= 1972 Hong Kong landslides =

Series of landslides in Hong Kong

A series of major landslides occurred in Hong Kong in June 1972. Several apartment complexes and houses were wiped out, and at least 156 people lost their lives. The landslides had been caused by waterlogged soils in the area, a result of Typhoon Rose bringing unusually heavy rainfall in August 1971 as well as heavy rainstorms hitting Hong Kong on the days preceding the landslides.

== Background ==
Po Shan Road in the Mid-Levels was the site of the largest major landslide to occur in June 1972. The area in general had long been susceptible to landslips and rockfall since it was developed; several other major landslides had occurred at or near Po Shan Road before 1972. These included a large landslip in 1925, which caused many deaths, as well as large but relatively undamaging landslides in 1941, 1950 and 1966. Most of these had been caused by heavy rainstorms, in a similar manner to the 1972 landslides. Shiu Fai Terrace, another site of landslips, had been leased in 1920 and the number and height of buildings that could be built on it had been restricted, probably decreasing the death toll of the 1972 disasters.

On 18 June, to cope with the disasters, all British Forces in the colony were mobilised, all police and fire services leave was cancelled, and the Civil Aid Service and Auxiliary Medical Services were called to assist in rescue operations.

== Shiu Fai Terrace ==
Multiple landslides also occurred at Shiu Fai Terrace in Wan Chai. In total, three large landslips occurred over a continuous area on June 16. They were not as large as the Po Shan Road disaster but altogether affected a greater area. Several were killed by the landslips.

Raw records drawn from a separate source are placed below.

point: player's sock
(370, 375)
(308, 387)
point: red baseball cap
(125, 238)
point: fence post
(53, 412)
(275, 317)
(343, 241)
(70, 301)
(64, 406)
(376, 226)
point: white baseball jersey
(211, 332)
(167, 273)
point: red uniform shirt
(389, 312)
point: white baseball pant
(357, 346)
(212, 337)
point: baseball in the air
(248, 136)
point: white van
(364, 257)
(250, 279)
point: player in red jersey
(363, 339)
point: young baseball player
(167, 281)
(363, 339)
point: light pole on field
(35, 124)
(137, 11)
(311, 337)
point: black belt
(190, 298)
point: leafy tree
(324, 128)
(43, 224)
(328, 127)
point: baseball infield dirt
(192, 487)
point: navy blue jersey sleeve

Throughout June 1972, multiple incidents of landslides occurred throughout Hong Kong, especially in Wan Chai. In total, combined with the Po Shan and Shiu Fai landslides, the landslips killed around 148 people. While they severely crippled infrastructure and emergency services through Hong Kong, the landslides of 1972 have led to improved guidelines for hillside excavation and safety and rescue procedures.

==Sau Mau Ping landslide==
At midday on 18 June, a landslide buried a squatter village at the Sau Mau Ping licensed area, killing 71. The mud spilled over Tsui Ping Road into the Kwun Tong Resettlement Estate. Resettlement Department staff and fathers of the adjacent Kwun Tong Maryknoll College launched the rescue operation. They were joined by around 600 personnel from the army, police, fire services, Civil Aid Service, and Auxiliary Medical Service. Many of those killed were children. Survivors were billeted at the Kun Tong Police Station and the Sau Mau Ping Resettlement Estate.

The collapsed hill slope was reconstructed with a gentler grade. The disaster site is now home to the Sau Mau Ping Memorial Park, opened 1976.

== Po Shan Road landslide ==
On June 16, 1972, several minor slips of mud were noticed along Po Shan Road. The road was blocked off by falling mud at a construction site and several cracks started to appear in a retaining wall. Inspections were performed on many structures but as it was raining, ultimately no major evacuation or alert measures were taken. On June 17, a slip had occurred over the whole width of the cut slope at the southern face of Inland Lot 2260 on Po Shan Road, carrying away nearly all the bamboo framing and metal sheet covering. In addition, authorities noticed severe subsidence of several buildings around IL 2260. Residents were then urged to leave their houses and apartments as a precaution.

On June 18, it was still raining, and the situation had gotten worse. Cracks continued to appear in retaining walls, and mud had started to fall on nearby Conduit Road. Po Shan Road was cordoned off to the public and nearby apartments were evacuated as it quickly became apparent that a large landslide would soon occur.

A little after 5 p.m. that day, a huge mass of rocks, mud and vegetation suddenly broke free and slid down the side of IL 2260, breaking through a retaining wall on Kotewall Road and completely blocking Conduit Road. There were no deaths directly resulting from this slip, however. Then, some time after 8 p.m., an even larger landslip occurred starting at IL 2260 and, in less than ten seconds, cleared a path from Po Shan Road to Kotewall Road, destroying several houses and retaining walls in the process. Upon hitting Kotewall Road, the slip knocked Kotewall Court (the only well-lit building in the area at the time) completely off of its foundation and collapsed several flats at Robinson Road and Babington Path. 67 people were killed and 20 were injured in less than a minute

Because of the lack of lighting and the rain, as well as the fact that much of the transportation network had been destroyed, rescue efforts were initially sporadic and hampered. Some landslips continued to occur, causing withdrawals of emergency personnel. More than an hour had passed when the first survivors were pulled from the rubble, at 9:24. Eventually, however, most known survivors had been rescued in the next several days.